Tuesday, April 24, 2018

Joseph Fiennes

Joseph Fiennes, Toronto, Sept. 2004

ANOTHER ENGLISH ACTOR, ANOTHER PAINFULLY BRIEF PORTRAIT SESSION. After playing the playwright himself in Shakespeare In Love, Joseph Fiennes managed to hitch a ride on the subsequent wave of Shakespearean films that followed by playing Bassanio in The Merchant of Venice, with Al Pacino at the top of the bill as Shylock.

At roughly its halfway point, the film festival's press schedule starts to get a bit ad hoc, with interview rooms getting scarce and schedules constantly blown. I did this shoot in an empty banquet room at the Intercontinental, with at least one other photographer working in another corner of the space. The best spot I could find to photograph Fiennes was tucked into the curtains next to a big window overlooking Bloor Street.

Joseph Fiennes, Toronto, Sept. 2004

He was not, if I recall correctly, very chatty, and resisted my attempts to make small talk.

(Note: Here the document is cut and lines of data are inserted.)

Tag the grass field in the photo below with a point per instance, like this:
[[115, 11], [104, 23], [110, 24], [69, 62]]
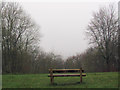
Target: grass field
[[92, 80]]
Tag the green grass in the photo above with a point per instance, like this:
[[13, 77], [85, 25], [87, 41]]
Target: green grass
[[92, 80]]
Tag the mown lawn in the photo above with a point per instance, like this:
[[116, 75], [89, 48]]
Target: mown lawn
[[92, 80]]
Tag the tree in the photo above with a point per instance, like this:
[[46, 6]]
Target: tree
[[19, 38], [103, 31]]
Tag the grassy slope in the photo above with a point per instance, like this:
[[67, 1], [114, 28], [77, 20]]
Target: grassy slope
[[92, 80]]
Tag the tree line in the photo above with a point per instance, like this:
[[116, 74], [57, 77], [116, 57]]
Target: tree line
[[21, 52]]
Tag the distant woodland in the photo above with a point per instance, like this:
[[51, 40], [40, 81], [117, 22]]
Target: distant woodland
[[21, 37]]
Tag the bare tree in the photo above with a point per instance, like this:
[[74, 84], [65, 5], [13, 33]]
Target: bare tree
[[103, 31], [19, 34]]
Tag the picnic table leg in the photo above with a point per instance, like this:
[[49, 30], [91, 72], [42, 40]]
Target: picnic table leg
[[80, 75]]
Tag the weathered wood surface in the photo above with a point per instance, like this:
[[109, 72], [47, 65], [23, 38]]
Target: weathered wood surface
[[65, 70], [66, 75]]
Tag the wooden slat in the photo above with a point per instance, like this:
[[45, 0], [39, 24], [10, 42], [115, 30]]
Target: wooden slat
[[66, 75], [65, 70]]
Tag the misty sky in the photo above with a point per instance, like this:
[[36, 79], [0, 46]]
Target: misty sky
[[63, 25]]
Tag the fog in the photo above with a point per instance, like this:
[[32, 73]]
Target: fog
[[63, 25]]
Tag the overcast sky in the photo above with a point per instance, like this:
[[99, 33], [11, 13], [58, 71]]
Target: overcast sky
[[63, 24]]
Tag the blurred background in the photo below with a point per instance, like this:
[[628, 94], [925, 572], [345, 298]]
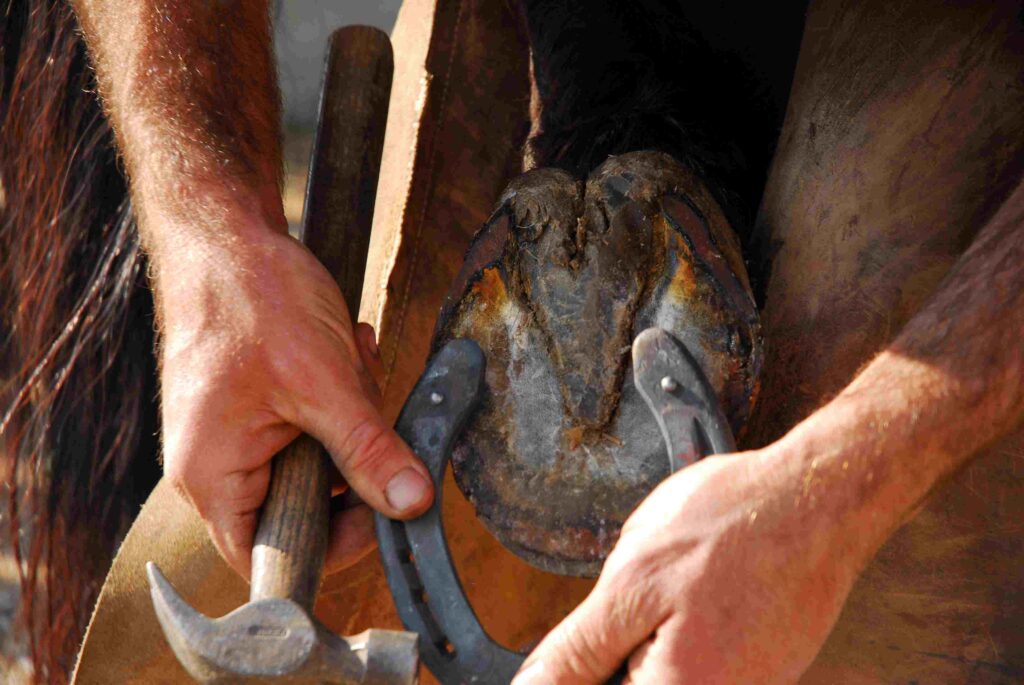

Which was fine - in the best of all possible circumstances, I like my subject to be as silent as myself, though it's always better to have at least a few minutes to let the effects of the benevolent standoff between photographer and subject produce at least a moment of discomfort or confrontation or something in between.

What I got was Fiennes sedately refusing any possibility of my camera capturing a glimpse of interior life. His face in the top photo puts me in mind of a lens staring back at a lens - a cool confrontation that he's intent on ending in a draw. It's a face not unlike a Jacobean court portrait, with the sitter determined not to give an inch of their status away to some itinerant painter.